ほぼベストメンバーのサンゴリアスに対し、グリーンロケッツは昨年のメンバーから日本代表経験のある田村、村田が抜け、かつ、キャプテンでムードメーカーである瀧澤を負傷で欠く状態。新外国人に有力な選手が多いとはいえ、サンゴリアス優位は動かないだろうというのが戦前の私の予想でした。
ところが案に反して序盤から攻め込んだのはグリーンロケッツ。サンゴリアスのお株を奪う波状攻撃でサンゴリアスのゴールラインに迫ります。攻めの勢いそのままに開始早々PGのチャンスを得ました。ここでグリーンロケッツが先制していれば面白かったのに、というのがこの試合最大のタラレバ。
グリーンロケッツのPG失敗後はサンゴリアスのアタックの時間が長く続きます。しかしながらこの日のグリーンロケッツのディフェンスは非常にしぶとかった。ワイルドナイツほどの力強さはないものの、接点でのファイトで互角に渡り合えていたため、サンゴリアスの攻撃陣になかなかゲインラインを切らせない展開が続きます。
実はグリーンロケッツはサンゴリアスにとっては苦手な部類の相手です。相撲でいうところの取り口の相性が悪いとでも言いましょうか、サンゴリアスの方が常にリーグの上位にはいるし、リーグ優勝も何度も果たしているのですが、トップリーグ発足後の17回の対戦成績はサンゴリアスの10勝6敗1引き分と、実績に比して思ったほどの勝敗差はありません。
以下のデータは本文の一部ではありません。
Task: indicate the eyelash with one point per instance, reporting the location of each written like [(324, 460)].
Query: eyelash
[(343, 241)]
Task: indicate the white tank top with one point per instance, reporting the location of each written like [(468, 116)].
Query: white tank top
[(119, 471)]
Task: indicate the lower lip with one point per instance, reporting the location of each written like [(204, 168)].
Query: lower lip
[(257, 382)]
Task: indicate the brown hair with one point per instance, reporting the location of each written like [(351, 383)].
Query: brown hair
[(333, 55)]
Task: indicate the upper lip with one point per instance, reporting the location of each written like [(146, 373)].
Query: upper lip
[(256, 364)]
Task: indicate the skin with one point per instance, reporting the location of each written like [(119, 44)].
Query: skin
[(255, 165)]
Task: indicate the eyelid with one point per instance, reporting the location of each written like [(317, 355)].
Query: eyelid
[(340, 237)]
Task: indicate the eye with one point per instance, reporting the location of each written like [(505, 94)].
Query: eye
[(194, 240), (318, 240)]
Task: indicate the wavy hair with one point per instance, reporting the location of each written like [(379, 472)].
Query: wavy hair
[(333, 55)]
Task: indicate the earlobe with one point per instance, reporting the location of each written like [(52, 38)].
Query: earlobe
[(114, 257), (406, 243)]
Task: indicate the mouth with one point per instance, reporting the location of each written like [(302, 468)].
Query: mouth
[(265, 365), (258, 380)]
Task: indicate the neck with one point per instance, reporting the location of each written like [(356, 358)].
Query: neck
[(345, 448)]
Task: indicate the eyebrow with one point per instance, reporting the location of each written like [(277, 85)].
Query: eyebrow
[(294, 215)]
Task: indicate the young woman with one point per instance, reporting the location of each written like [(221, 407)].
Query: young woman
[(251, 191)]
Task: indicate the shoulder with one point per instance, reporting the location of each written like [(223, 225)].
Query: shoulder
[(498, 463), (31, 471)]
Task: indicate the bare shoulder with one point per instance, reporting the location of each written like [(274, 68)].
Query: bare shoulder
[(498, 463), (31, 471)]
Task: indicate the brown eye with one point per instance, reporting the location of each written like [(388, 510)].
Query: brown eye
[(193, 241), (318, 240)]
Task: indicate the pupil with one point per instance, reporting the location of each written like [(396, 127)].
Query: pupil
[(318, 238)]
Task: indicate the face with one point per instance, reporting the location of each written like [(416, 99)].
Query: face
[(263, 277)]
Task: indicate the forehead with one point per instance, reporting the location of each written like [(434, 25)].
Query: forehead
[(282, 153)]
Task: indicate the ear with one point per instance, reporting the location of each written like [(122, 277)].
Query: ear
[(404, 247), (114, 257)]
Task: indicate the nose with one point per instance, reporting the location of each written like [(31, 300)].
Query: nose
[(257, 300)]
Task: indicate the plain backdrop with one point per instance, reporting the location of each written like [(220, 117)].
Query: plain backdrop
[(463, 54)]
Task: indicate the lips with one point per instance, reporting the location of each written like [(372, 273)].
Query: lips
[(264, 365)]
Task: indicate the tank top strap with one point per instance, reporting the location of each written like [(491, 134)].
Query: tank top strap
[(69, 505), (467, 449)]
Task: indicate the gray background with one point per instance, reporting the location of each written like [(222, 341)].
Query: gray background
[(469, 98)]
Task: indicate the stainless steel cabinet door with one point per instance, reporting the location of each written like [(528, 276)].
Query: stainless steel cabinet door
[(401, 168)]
グリーンロケッツは接点でとにかくしぶとくファイトしてサンゴリアスの攻撃を寸断し、あわよくば相手ボールを奪って逆襲するというのがその戦法です。ゆえに接点でのファイトで上回る場合はロースコアのゲームとなり、グリーンロケッツのペースに持ち込めるのです。例えばエディー・ジョーンズ監督の初年度には日本選手権を制したサンゴリアスをリーグ戦の直接対決で破っているし、’01年の日本選手権決勝ではグリーンロケッツ陣ゴール前の密集でサンゴリアスのボールを奪い、そのままトライを奪って優勝を果たしています。
この試合も、そうしたサンゴリアスの負け試合と同じような展開をたどっていました。攻めている時間は圧倒的に多いサンゴリアスですが、なかなか得点に結びつかないのです。サンゴリアスの方に細かいミスが少なからずあったというのも事実ですが、ミスにつながる焦りを誘発したのはグリーンロケッツの接点での飽くなきファイトだったように思います。
それでも前半はサンゴリアスのリードで終わりましたが、後半開始直後からはグリーンロケッツが試合の主導権を握り、いい流れでトライを奪いました。そのままの勢いでPGなども絡めて一時は1トライ1コンバージョン差まで迫りました。プレーのほんのちょっとしたアヤで勝敗の行方が左右される競った状態が長く続きました。
グリーンロケッツがついに最後まで追いつけなかったのは、ゴールキックの精度がやや低かったことと、肝心のポイントでミスが出たことです。守りに力を注いだ分、攻めに転じた時にスタミナ切れを起こしてしまうのか、ノックオン、スローフォワードなどのミスが続き、文字通りみすみすチャンスを自らの手で潰してしまっていました。プレッシャーのかかる場面でいかに正確にプレーするかはプレーヤーたちの永遠の課題であるが、その課題を解決できなかった典型的な一戦だったと思います。
サンゴリアスは苦しみながらも、勝ったことが大きい。この後のリーグ戦では神戸製鋼、東芝(どっちも本業が危ういですね 笑)といった強豪と当たりますが、この一戦の苦戦を糧に修正していっていただきたいものです。その先にはパナソニックとの対戦が控えています(いるはずです)。
パナソニックの守備はこのゲームのグリーンロケッツのそれをはるかに上回りますし、BKもグリーンロケッツにはかけていた決定力を持ち合わせています。そのディフェンスを打ち破ることなしには日本選手権を手にすることはできませんし、日本ラグビーの進化もありません。